As the United States teeters on the brink of a national state of emergency, more than 100 Americans now die every day due to opioid overdose. Ted Jones, a clinical psychologist with Pain Consultants of East Tennessee and an expert on the front lines of pain and addiction issues, has been in the heart of the crisis in Tennessee where the problem is particularly grave.
“Here in southern Appalachia we are having a big, big problem. Folks debate whether the term ‘epidemic’ is appropriate or not, but no one will deny that there is a major issue as overdoses are on the rise,” he says.
Jones says multiple contributors may be to blame for the problem, including pharmaceutical companies, greedy providers, and an overall ignorance about the dangers of prescribing opioid treatments.
Yet amid this backdrop of crisis, a new suite of digital tools, including virtual reality, are emerging as possible alternatives to treating pain.

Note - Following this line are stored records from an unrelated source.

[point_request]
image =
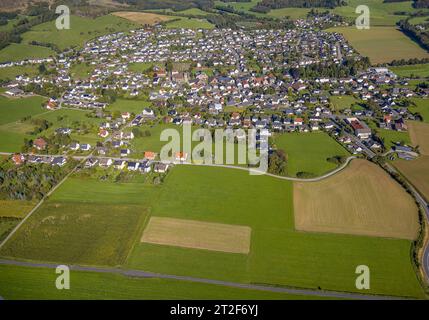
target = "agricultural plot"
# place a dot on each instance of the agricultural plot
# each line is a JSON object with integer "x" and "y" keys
{"x": 22, "y": 51}
{"x": 197, "y": 235}
{"x": 417, "y": 172}
{"x": 37, "y": 283}
{"x": 412, "y": 71}
{"x": 350, "y": 202}
{"x": 308, "y": 152}
{"x": 342, "y": 102}
{"x": 419, "y": 134}
{"x": 382, "y": 44}
{"x": 278, "y": 254}
{"x": 81, "y": 30}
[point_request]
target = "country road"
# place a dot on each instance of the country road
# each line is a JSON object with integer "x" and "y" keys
{"x": 145, "y": 274}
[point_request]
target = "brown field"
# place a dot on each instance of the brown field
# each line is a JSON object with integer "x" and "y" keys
{"x": 361, "y": 200}
{"x": 419, "y": 134}
{"x": 143, "y": 17}
{"x": 417, "y": 172}
{"x": 197, "y": 235}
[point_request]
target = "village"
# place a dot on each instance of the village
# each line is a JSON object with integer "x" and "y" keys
{"x": 222, "y": 78}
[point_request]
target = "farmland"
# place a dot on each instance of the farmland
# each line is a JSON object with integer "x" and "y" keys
{"x": 419, "y": 133}
{"x": 81, "y": 30}
{"x": 278, "y": 254}
{"x": 382, "y": 44}
{"x": 37, "y": 283}
{"x": 417, "y": 172}
{"x": 307, "y": 152}
{"x": 350, "y": 202}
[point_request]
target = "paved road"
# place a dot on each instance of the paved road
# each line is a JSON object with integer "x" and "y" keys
{"x": 144, "y": 274}
{"x": 425, "y": 206}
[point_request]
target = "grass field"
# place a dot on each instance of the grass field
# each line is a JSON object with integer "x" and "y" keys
{"x": 382, "y": 44}
{"x": 351, "y": 202}
{"x": 422, "y": 107}
{"x": 417, "y": 172}
{"x": 419, "y": 134}
{"x": 22, "y": 51}
{"x": 143, "y": 17}
{"x": 11, "y": 72}
{"x": 342, "y": 102}
{"x": 307, "y": 152}
{"x": 38, "y": 284}
{"x": 278, "y": 254}
{"x": 81, "y": 30}
{"x": 412, "y": 71}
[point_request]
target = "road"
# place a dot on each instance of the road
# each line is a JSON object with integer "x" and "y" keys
{"x": 425, "y": 206}
{"x": 145, "y": 274}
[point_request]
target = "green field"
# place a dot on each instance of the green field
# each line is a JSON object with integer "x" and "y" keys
{"x": 81, "y": 30}
{"x": 412, "y": 71}
{"x": 39, "y": 283}
{"x": 78, "y": 216}
{"x": 189, "y": 23}
{"x": 10, "y": 73}
{"x": 22, "y": 51}
{"x": 422, "y": 107}
{"x": 342, "y": 102}
{"x": 307, "y": 152}
{"x": 382, "y": 44}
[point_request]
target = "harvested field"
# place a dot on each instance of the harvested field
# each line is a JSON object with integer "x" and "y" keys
{"x": 143, "y": 17}
{"x": 197, "y": 235}
{"x": 419, "y": 134}
{"x": 361, "y": 200}
{"x": 417, "y": 172}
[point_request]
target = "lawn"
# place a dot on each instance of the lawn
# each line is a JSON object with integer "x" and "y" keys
{"x": 81, "y": 30}
{"x": 24, "y": 283}
{"x": 307, "y": 152}
{"x": 350, "y": 203}
{"x": 417, "y": 172}
{"x": 22, "y": 51}
{"x": 342, "y": 102}
{"x": 132, "y": 106}
{"x": 412, "y": 71}
{"x": 422, "y": 107}
{"x": 10, "y": 73}
{"x": 96, "y": 221}
{"x": 382, "y": 44}
{"x": 189, "y": 23}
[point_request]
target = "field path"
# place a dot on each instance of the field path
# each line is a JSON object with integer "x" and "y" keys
{"x": 145, "y": 274}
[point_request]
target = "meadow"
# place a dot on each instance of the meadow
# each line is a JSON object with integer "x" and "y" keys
{"x": 24, "y": 283}
{"x": 279, "y": 255}
{"x": 81, "y": 30}
{"x": 382, "y": 44}
{"x": 22, "y": 51}
{"x": 307, "y": 152}
{"x": 350, "y": 202}
{"x": 342, "y": 102}
{"x": 412, "y": 71}
{"x": 417, "y": 172}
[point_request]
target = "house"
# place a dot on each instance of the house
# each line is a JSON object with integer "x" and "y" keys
{"x": 103, "y": 133}
{"x": 85, "y": 147}
{"x": 160, "y": 167}
{"x": 119, "y": 164}
{"x": 18, "y": 159}
{"x": 180, "y": 156}
{"x": 59, "y": 161}
{"x": 40, "y": 144}
{"x": 105, "y": 163}
{"x": 149, "y": 155}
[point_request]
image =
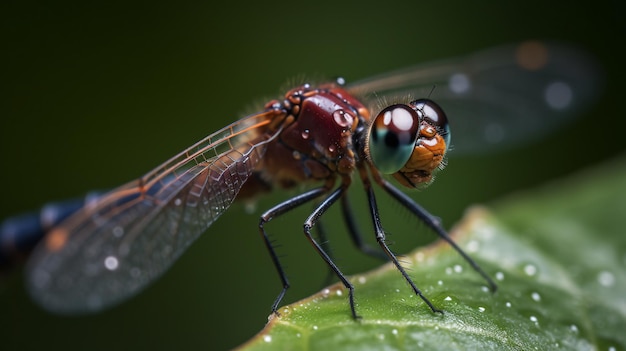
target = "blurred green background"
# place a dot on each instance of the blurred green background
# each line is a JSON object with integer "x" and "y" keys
{"x": 95, "y": 94}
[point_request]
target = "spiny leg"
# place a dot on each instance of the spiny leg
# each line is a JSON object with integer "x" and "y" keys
{"x": 355, "y": 233}
{"x": 309, "y": 223}
{"x": 380, "y": 237}
{"x": 435, "y": 224}
{"x": 277, "y": 211}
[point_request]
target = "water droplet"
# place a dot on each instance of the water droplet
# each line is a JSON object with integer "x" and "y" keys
{"x": 118, "y": 231}
{"x": 343, "y": 119}
{"x": 472, "y": 246}
{"x": 530, "y": 269}
{"x": 606, "y": 279}
{"x": 535, "y": 296}
{"x": 135, "y": 272}
{"x": 111, "y": 263}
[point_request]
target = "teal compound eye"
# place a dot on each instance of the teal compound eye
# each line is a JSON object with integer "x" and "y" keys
{"x": 392, "y": 137}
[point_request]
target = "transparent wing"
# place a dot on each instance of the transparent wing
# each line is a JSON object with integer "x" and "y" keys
{"x": 114, "y": 246}
{"x": 499, "y": 97}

Using virtual reality to treat pain dates back at least as far as the mid-90s, when a cognitive psychologist at the University of Washington, Hunter Hoffman, developed SnowWorld, a video game that tunnels players through ice-covered canyons while aiming snowballs at moving penguins and snowmen. The game demonstrated success in significantly reducing pain for burn victims suffering from extreme levels of acute pain.
According to Josh Sackman, president and co-founder of AppliedVR, a company working to commercialize VR software similar to SnowWorld, VR is effective at reducing acute pain because it can divert a patient’s attention away from the pain.